Let $Li_s(z)$ denote the usual polylogarithm. The elementary functional equation $$Li_{-n}(z)=(-1)^{n-1}Li_{-n}(1/z)$$ holds for $n\geq 1$. I remember only that the proof used some reproducing property of the Stirling numbers of the second kind.

This functional equation is rather useful because, taking linear combinations, it amounts to saying that a meromorphic function having a power series on the open unit disc whose coefficients are the values of a polynomial $f$ of degree $d$ evaluated at integer arguments:

$$\sum_{k=0}^{\infty}f(k)z^k=\frac{1}{(1-z)^{d+1}}\sum_{k=0}^{d}\left(\sum_{j=0}^k{d+1\choose j}(-1)^jf(k-j)\right)z^k$$

is defined for $|z|>1$ by the series

$$-\sum_{k=1}^{\infty}f(-k)z^{-k}.$$

I would like to know how this functional equation (or the continuation by sum over negative powers) can be proved?

Please note that the use of statements like

$$\sum_{k=-\infty}^{\infty}k^nz^k=\left(z\frac{d}{dz}\right)^n\sum_{k=-\infty}^{\infty}z^k=\left(z\frac{d}{dz}\right)^n 0=0$$ is acceptable only if you can also prove that the sums of positive and negative powers converge on a common arc of the unit circle.

In his answer below, Fedor Petrov has pointed out that the use of divergent series as formal generating functions is justified in some cases, so the last statement is incorrect.

Let's try to understand in which sense this equality $$\sum_{k=-\infty}^{\infty}k^nz^k=\left(z\frac{d}{dz}\right)^n\sum_{k=-\infty}^{\infty}z^k=\left(z\frac{d}{dz}\right)^n 0=0$$ may be understood.
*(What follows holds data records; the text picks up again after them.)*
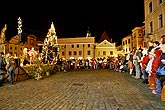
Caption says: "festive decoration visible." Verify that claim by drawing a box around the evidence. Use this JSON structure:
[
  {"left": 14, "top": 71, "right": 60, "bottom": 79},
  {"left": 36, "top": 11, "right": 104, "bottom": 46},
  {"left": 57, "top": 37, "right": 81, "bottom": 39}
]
[{"left": 42, "top": 22, "right": 59, "bottom": 63}]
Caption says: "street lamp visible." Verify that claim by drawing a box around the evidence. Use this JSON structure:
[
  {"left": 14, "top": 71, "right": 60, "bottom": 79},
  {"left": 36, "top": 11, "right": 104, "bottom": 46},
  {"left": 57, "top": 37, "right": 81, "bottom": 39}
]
[{"left": 17, "top": 17, "right": 22, "bottom": 77}]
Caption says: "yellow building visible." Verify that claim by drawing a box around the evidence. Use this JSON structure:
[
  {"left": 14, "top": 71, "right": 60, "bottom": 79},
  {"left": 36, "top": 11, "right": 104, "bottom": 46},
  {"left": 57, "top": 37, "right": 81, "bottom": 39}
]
[
  {"left": 95, "top": 40, "right": 123, "bottom": 58},
  {"left": 95, "top": 31, "right": 123, "bottom": 58},
  {"left": 122, "top": 35, "right": 133, "bottom": 54},
  {"left": 132, "top": 26, "right": 144, "bottom": 49},
  {"left": 144, "top": 0, "right": 165, "bottom": 43},
  {"left": 57, "top": 37, "right": 95, "bottom": 59}
]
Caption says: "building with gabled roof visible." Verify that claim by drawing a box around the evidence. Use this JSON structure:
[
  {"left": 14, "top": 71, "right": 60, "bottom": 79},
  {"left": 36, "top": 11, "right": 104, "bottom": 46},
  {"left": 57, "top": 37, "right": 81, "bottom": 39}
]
[{"left": 99, "top": 31, "right": 112, "bottom": 43}]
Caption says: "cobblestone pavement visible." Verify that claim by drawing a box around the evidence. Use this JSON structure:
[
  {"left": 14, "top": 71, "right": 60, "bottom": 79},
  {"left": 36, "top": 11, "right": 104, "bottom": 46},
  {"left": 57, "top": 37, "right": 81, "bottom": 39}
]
[{"left": 0, "top": 69, "right": 165, "bottom": 110}]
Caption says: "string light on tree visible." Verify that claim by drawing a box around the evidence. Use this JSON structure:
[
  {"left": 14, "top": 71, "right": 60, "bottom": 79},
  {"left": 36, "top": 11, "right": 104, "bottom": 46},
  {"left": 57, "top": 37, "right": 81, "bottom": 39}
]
[{"left": 41, "top": 22, "right": 59, "bottom": 63}]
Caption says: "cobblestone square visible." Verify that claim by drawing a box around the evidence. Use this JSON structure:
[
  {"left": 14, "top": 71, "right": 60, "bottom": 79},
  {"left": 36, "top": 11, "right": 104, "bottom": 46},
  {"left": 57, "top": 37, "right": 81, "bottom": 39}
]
[{"left": 0, "top": 69, "right": 165, "bottom": 110}]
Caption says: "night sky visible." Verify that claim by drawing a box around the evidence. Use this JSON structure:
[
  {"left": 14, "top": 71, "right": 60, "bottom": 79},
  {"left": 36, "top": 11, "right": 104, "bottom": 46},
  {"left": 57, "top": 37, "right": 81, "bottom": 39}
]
[{"left": 0, "top": 0, "right": 144, "bottom": 45}]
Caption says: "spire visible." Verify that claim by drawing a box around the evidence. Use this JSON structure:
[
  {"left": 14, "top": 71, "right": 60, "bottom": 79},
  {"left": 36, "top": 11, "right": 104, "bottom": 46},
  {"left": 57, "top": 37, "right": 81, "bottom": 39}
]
[{"left": 86, "top": 27, "right": 91, "bottom": 37}]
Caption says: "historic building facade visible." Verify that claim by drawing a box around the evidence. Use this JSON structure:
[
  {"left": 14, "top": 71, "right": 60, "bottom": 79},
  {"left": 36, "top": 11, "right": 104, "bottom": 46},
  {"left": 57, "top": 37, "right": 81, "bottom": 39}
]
[
  {"left": 57, "top": 37, "right": 95, "bottom": 59},
  {"left": 122, "top": 35, "right": 133, "bottom": 54},
  {"left": 144, "top": 0, "right": 165, "bottom": 43},
  {"left": 5, "top": 34, "right": 39, "bottom": 60}
]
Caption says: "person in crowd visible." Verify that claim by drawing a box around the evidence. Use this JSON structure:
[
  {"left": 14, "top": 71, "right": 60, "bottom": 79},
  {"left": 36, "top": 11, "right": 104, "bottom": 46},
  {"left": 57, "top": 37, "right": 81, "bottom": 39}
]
[
  {"left": 150, "top": 48, "right": 162, "bottom": 95},
  {"left": 0, "top": 52, "right": 7, "bottom": 84},
  {"left": 128, "top": 56, "right": 134, "bottom": 75},
  {"left": 148, "top": 41, "right": 154, "bottom": 52},
  {"left": 140, "top": 50, "right": 149, "bottom": 84},
  {"left": 6, "top": 54, "right": 16, "bottom": 84},
  {"left": 145, "top": 51, "right": 155, "bottom": 89},
  {"left": 133, "top": 49, "right": 141, "bottom": 79}
]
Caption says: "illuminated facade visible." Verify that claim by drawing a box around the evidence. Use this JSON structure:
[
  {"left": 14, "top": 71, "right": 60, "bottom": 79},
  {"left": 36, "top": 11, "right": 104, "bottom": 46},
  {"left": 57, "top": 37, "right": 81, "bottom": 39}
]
[
  {"left": 132, "top": 26, "right": 144, "bottom": 49},
  {"left": 144, "top": 0, "right": 165, "bottom": 43},
  {"left": 57, "top": 37, "right": 95, "bottom": 59},
  {"left": 122, "top": 35, "right": 133, "bottom": 54},
  {"left": 5, "top": 34, "right": 39, "bottom": 57},
  {"left": 95, "top": 40, "right": 123, "bottom": 58}
]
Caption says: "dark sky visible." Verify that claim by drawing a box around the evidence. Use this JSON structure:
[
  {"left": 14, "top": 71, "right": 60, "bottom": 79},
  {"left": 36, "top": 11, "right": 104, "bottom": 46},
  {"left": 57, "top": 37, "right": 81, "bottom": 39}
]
[{"left": 0, "top": 0, "right": 144, "bottom": 45}]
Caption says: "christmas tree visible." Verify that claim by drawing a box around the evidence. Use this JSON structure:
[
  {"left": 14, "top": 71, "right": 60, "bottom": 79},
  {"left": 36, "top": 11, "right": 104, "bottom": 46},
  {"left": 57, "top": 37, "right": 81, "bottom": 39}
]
[{"left": 41, "top": 22, "right": 59, "bottom": 63}]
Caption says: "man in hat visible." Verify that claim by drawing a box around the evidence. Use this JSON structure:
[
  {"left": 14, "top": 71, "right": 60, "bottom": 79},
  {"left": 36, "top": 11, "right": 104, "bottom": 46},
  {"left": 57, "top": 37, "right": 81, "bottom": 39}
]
[{"left": 0, "top": 52, "right": 6, "bottom": 84}]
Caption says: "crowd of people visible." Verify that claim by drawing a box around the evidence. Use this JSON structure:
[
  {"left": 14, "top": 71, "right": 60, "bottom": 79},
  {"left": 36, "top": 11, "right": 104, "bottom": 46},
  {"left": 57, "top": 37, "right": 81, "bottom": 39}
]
[
  {"left": 0, "top": 52, "right": 16, "bottom": 85},
  {"left": 126, "top": 36, "right": 165, "bottom": 101},
  {"left": 0, "top": 36, "right": 165, "bottom": 101}
]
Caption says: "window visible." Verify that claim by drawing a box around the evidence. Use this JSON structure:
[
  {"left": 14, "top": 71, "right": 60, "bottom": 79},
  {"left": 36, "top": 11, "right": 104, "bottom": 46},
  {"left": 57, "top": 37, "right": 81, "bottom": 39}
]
[
  {"left": 98, "top": 51, "right": 100, "bottom": 55},
  {"left": 30, "top": 39, "right": 34, "bottom": 46},
  {"left": 69, "top": 51, "right": 72, "bottom": 55},
  {"left": 103, "top": 51, "right": 106, "bottom": 55},
  {"left": 158, "top": 0, "right": 163, "bottom": 4},
  {"left": 74, "top": 51, "right": 77, "bottom": 55},
  {"left": 72, "top": 45, "right": 74, "bottom": 48},
  {"left": 88, "top": 44, "right": 90, "bottom": 47},
  {"left": 88, "top": 51, "right": 91, "bottom": 55},
  {"left": 123, "top": 41, "right": 124, "bottom": 45},
  {"left": 79, "top": 51, "right": 82, "bottom": 55},
  {"left": 110, "top": 51, "right": 113, "bottom": 55},
  {"left": 150, "top": 22, "right": 153, "bottom": 33},
  {"left": 128, "top": 39, "right": 130, "bottom": 44},
  {"left": 77, "top": 44, "right": 79, "bottom": 48},
  {"left": 62, "top": 51, "right": 65, "bottom": 56},
  {"left": 149, "top": 2, "right": 152, "bottom": 13},
  {"left": 159, "top": 14, "right": 163, "bottom": 28}
]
Of course, there is no convergence in usual sense on the unit circle (because terms do not tend to 0). Actually, we do not use analysis at all, as it is purely combinatorial-algebraic statement. For two-sided Laurent series like $\sum_{k=-\infty}^{\infty} a_k z^k$ there are following well-defined operations: taking derivative and multiplying by polynomials, and we have $(fg)'=f'g+fg'$ for polynomial $f$ and two-sided series $g$. For $H(z)=\sum_{k=-\infty}^{\infty} z^k$ we have $(z-1)H(z)=0$. Hence $(z-1)H'(z)+H(z)=0$, multiplying by $(z-1)$ we get $(z-1)^2H'(z)=0$. Take a derivative again to get $(z-1)^3H''(z)=0$ and so on. This implies that $$0=(z-1)^{n+1}\left(\left(z\frac{d}{dz}\right)^n H(z)\right)=(z-1)^{n+1}(Li_{-n}(z)+(-1)^nLi_{-n}(1/z))$$ But we know that both expressions $(z-1)^{n+1}Li_{-n}(z)$ and $(z-1)^{n+1}Li_{-n}(1/z)$ are actually polynomials in $z$. What we have proved is that the sum of those two polynomials does vanish, as desired.